I don't get it.  Why is there some kind of uproar over this?  Who are these people who are complaining?  They're selling software, folks!  Either you find it useful or you don't, but sexist? I don't understand.


----------



## rexbobcat (Sep 11, 2015)

They think it reinforces the Western patriarchal power structure in which men feel entitled to women.

IE: Men harassing women on the street by catcalling and telling them to smile


----------



## Ysarex (Sep 11, 2015)

Really should have used a photo of Saint Steve.

Joe


----------



## Designer (Sep 11, 2015)

rexbobcat said:


> They think it reinforces the Western patriarchal power structure in which men feel entitled to women.
> 
> IE: Men harassing women on the street by catcalling and telling them to smile


A stretch at most.  

Thanks for the interpretation.


----------



## Tuonenlapsi (Sep 12, 2015)

Ysarex said:


> Really should have used a photo of Saint Steve.
> 
> Joe
> 
> View attachment 107949


This is so offensive! YOU ARE OFFENDING THE MEMORY OF OUR LORD AND SAVIOUR STEVE JOBS!


----------



## limr (Sep 12, 2015)

Okay, here's a question for you guys: How many of you have been approached by a random stranger and told that you would look so much nicer if you just smiled?

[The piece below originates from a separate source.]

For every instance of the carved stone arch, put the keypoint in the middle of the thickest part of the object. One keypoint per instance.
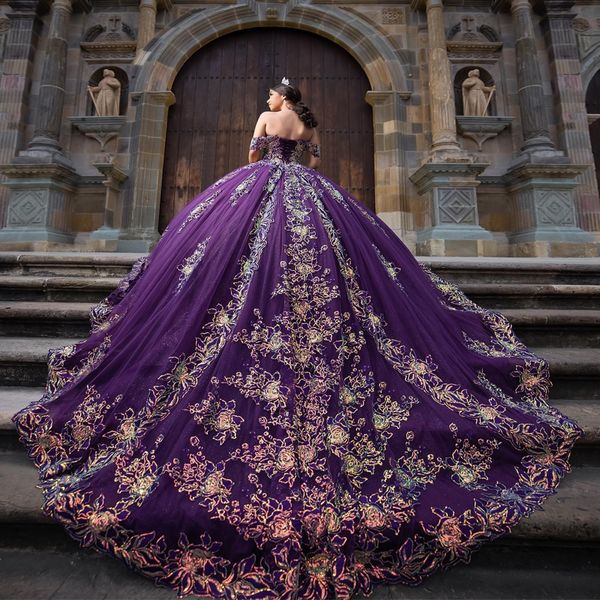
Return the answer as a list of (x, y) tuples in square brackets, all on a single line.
[(162, 59)]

If so, how many times has it happened? Once? Twice? 1,258?

And I'm not saying that they did anything horribly wrong, but it IS annoying that so much of this technology is being driven by the "need" to make women's faces prettier. As for the more overtly sexist part, the software is a "fix" and using this demo suggests that a woman not smiling needs to be "fixed." There was nothing wrong with the original photo, but apparently the model needed to be "fixed" into someone who was less threatening and more sexually inviting.

They really could have come up with a better demo, a true "fix." How about half-closed eyes, for example? Someone caught saying the "ch" instead of the "eeeese"? I mean, it's an app for selfies and cell phone snaps, after all.


----------



## BananaRepublic (Sep 12, 2015)

I thought Steve Jobbs refused to allow adobe to be associated with Apple products because they were incompetent but I suppose Jobbs is a corpse and cash is king. Here is something else interesting Apple owes Ireland 19 billion dollars.


----------



## Designer (Sep 12, 2015)

limr said:


> Okay, here's a question for you guys: How many of you have been approached by a random stranger and told that you would look so much nicer if you just smiled?


Not in so many words, but if someone manipulated my photo and did it artfully, I would have no objection.


----------



## The_Traveler (Sep 12, 2015)

limr said:


> Okay, here's a question for you guys: How many of you have been approached by a random stranger and told that you would look so much nicer if you just smiled? If so, how many times has it happened? Once? Twice? 1,258?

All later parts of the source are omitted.